Even with all the fancy-schmancy variations out there, Nathan is loyal to
basic potato latkes.
Pampering your potatoes
Here are some tips for successful latkes:
Leave the potato skin on to add
color and texture. If you leave the skin on, scrub the potatoes thoroughly with
a vegetable brush. If you do peel them, though, keep them under water between
peeling and shredding to prevent them from oxidizing and turning unappetizing
shades of pinkish-brown and gray.
Once your potatoes are either
scrubbed or peeled, get all the rest of your ingredients ready; you will need to
work fairly quickly to get the mixture ready before the potatoes change color.
Jazz up your pancakes by shredding
in sweet potatoes, apples, carrots, garlic, parsnips or zucchini. Just be sure
that the majority of the mixture still consists of potatoes; other vegetables do
not contain enough starch on their own to make the mixture stick together.
Wet, juicy potatoes make for
soggy, greasy latkes that fall apart in the pan. The potatoes need to be dry and
the oil needs to be hot so that the exterior of the latke will quickly sear to a
crispy finish and prevent it from absorbing too much grease. To squeeze out the
potato mixture, place it in a piece of cheesecloth or tea towel and wring it out
with all your might. When you cannot force out any more liquid out, open up the
cheesecloth or tea towel, stir the mixture around a little, and then squeeze it
some more. Empty the contents into a bowl and mix in the remaining ingredients.
Heat a pan with vegetable oil 1/4
inch to 1/2 inch deep. When the oil has reached a temperature of about 350
degrees, it's time to fry. If you don't have a deep-fat thermometer, test the
temperature of the oil by dropping a small amount of latke mixture into the pan.
If it turns golden brown within 1 minute, the oil is ready.
If you aren't able to serve the
latkes right away, keep them in the oven at 200 degrees on a pan or platter. To
keep them crispy, don't stack them and refrain from covering them.
Crispy Traditional Potato Pancakes
Makes about 2 dozen pancakes
- 2 pounds russet (baking) or Yukon Gold potatoes
- 1 medium onion
- 1 large egg, beaten
- Salt and freshly ground pepper to taste
- Vegetable oil for frying
Peel the potatoes and put in cold water. Using a grater or a food processor,
coarsely grate the potatoes and onion. Place together in a fine-mesh strainer or
tea towel and squeeze out all the water over a bowl. The potato starch will
settle to the bottom; reserve that after you have carefully poured off the
water.
Mix the potato and onion with the potato starch. Add the egg, and salt and
pepper.
Heat a griddle or nonstick pan and coat with a thin film of vegetable oil.

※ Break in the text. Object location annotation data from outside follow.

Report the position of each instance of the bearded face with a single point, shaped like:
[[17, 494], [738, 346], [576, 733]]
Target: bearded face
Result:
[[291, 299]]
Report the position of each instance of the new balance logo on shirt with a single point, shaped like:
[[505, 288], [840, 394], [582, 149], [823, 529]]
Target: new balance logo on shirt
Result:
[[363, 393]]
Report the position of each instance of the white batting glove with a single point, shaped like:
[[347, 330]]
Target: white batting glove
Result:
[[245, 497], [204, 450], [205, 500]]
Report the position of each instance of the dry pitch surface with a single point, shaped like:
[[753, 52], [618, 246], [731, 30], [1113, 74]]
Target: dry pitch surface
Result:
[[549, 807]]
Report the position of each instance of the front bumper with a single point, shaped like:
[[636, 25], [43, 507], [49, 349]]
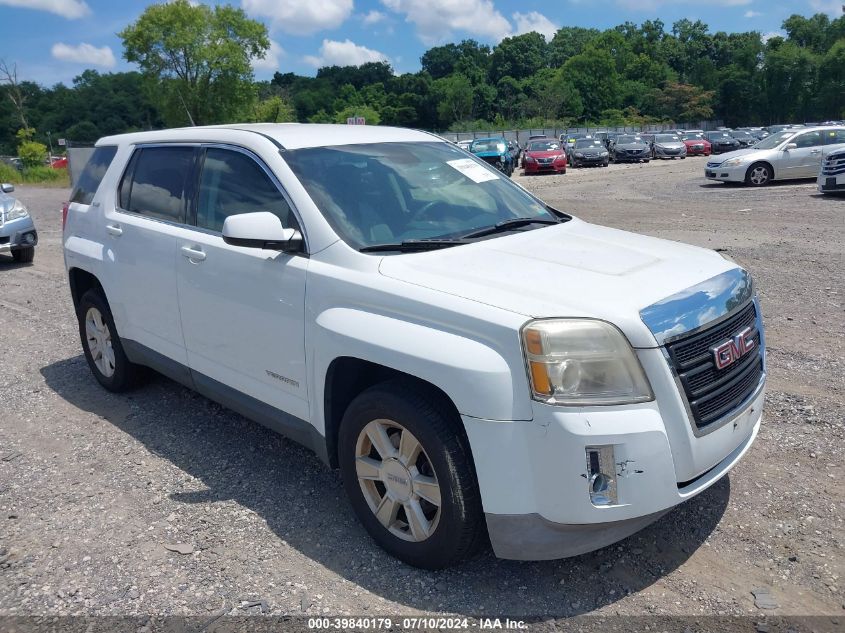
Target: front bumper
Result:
[[715, 171], [16, 234], [536, 168], [533, 475]]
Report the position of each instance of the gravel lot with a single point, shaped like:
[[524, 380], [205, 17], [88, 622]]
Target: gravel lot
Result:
[[97, 490]]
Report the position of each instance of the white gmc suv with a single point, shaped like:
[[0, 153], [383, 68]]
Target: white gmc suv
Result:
[[474, 361]]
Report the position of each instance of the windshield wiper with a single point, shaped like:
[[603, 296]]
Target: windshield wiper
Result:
[[507, 225], [407, 246]]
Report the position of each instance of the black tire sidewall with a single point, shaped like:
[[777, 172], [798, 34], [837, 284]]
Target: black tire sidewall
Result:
[[125, 373], [446, 455]]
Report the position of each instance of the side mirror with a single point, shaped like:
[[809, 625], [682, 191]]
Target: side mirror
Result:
[[261, 229]]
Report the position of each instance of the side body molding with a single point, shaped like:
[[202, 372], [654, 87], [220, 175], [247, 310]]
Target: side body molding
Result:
[[476, 377]]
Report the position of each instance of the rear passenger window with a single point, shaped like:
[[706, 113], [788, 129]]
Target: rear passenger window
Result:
[[233, 183], [834, 137], [92, 174], [154, 185]]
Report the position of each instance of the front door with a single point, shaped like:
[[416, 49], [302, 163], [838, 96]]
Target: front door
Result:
[[243, 309], [803, 161]]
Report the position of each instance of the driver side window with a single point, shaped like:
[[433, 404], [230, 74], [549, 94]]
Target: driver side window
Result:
[[810, 139], [233, 183]]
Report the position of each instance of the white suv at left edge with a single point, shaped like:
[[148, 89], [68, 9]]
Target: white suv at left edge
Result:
[[790, 154], [475, 362]]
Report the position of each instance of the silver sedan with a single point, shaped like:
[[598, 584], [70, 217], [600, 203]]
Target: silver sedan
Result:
[[789, 154]]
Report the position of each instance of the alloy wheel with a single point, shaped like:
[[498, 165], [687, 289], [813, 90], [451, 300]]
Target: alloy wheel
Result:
[[98, 339], [398, 480], [759, 175]]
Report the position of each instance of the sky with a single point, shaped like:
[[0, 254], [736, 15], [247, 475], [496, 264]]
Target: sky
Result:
[[53, 41]]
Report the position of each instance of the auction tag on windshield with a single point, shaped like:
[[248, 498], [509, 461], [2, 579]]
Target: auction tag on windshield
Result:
[[472, 170]]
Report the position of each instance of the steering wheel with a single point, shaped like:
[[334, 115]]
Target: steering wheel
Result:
[[422, 213]]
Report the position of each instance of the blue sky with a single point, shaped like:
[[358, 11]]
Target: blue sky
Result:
[[54, 40]]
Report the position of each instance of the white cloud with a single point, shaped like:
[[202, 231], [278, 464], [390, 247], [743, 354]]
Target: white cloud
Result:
[[651, 5], [70, 9], [436, 20], [831, 7], [346, 53], [84, 54], [300, 17], [373, 17], [271, 58], [530, 22]]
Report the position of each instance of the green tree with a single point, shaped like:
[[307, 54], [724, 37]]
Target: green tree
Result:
[[32, 153], [370, 115], [197, 58], [454, 99]]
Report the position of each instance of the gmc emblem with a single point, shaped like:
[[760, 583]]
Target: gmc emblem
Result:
[[727, 353]]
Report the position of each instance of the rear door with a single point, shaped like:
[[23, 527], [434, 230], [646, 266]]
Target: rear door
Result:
[[243, 309], [140, 236]]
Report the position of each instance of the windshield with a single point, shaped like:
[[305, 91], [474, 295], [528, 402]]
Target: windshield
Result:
[[385, 193], [543, 146], [489, 145], [770, 142], [581, 143]]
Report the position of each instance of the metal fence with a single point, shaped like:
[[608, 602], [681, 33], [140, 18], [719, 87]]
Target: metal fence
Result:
[[523, 135]]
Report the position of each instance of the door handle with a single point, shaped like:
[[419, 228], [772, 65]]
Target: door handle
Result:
[[194, 254]]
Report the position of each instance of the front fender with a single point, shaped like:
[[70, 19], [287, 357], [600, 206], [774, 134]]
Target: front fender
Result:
[[476, 377]]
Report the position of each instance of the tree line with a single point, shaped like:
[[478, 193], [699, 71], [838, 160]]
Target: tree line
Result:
[[195, 67]]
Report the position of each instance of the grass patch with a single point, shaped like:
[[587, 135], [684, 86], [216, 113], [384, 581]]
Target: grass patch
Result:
[[42, 175]]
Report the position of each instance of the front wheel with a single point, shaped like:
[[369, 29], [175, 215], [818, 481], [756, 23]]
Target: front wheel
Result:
[[24, 255], [758, 175], [408, 472], [102, 346]]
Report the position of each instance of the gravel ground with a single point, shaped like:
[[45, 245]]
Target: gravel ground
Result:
[[162, 502]]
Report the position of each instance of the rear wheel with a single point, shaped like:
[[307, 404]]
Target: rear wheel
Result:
[[24, 255], [759, 175], [408, 472], [102, 346]]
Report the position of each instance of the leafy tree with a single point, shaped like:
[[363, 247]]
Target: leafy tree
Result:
[[197, 58], [370, 115], [32, 154]]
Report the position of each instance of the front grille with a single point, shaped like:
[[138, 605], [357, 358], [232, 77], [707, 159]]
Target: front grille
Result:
[[710, 392], [834, 164]]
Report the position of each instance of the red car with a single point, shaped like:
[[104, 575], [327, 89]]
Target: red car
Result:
[[696, 144], [544, 156]]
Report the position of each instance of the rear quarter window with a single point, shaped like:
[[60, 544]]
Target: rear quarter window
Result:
[[92, 174], [154, 184]]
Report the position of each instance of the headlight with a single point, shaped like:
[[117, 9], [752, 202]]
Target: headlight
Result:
[[582, 362], [17, 211]]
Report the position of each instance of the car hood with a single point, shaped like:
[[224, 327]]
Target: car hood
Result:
[[545, 154], [573, 269], [631, 146], [747, 153]]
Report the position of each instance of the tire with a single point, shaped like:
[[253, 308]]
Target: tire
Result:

Take about 2 tablespoons of the potato mixture in the palm of your hand and
flatten as best you can. Place the potato mixture on the griddle, flatten with a
large spatula, and fry for a few minutes until golden. Flip the pancake over and
brown the other side. Remove to paper towels to drain. Serve immediately. You
can also freeze the potato pancakes and crisp them in a 350-degree oven at a
later time.
Variation: If you want a thicker pancake, add an extra egg plus 1/3 cup of
matzo meal to the batter.
(From “
Jewish Cooking in America
” by Joan Nathan, Knopf.)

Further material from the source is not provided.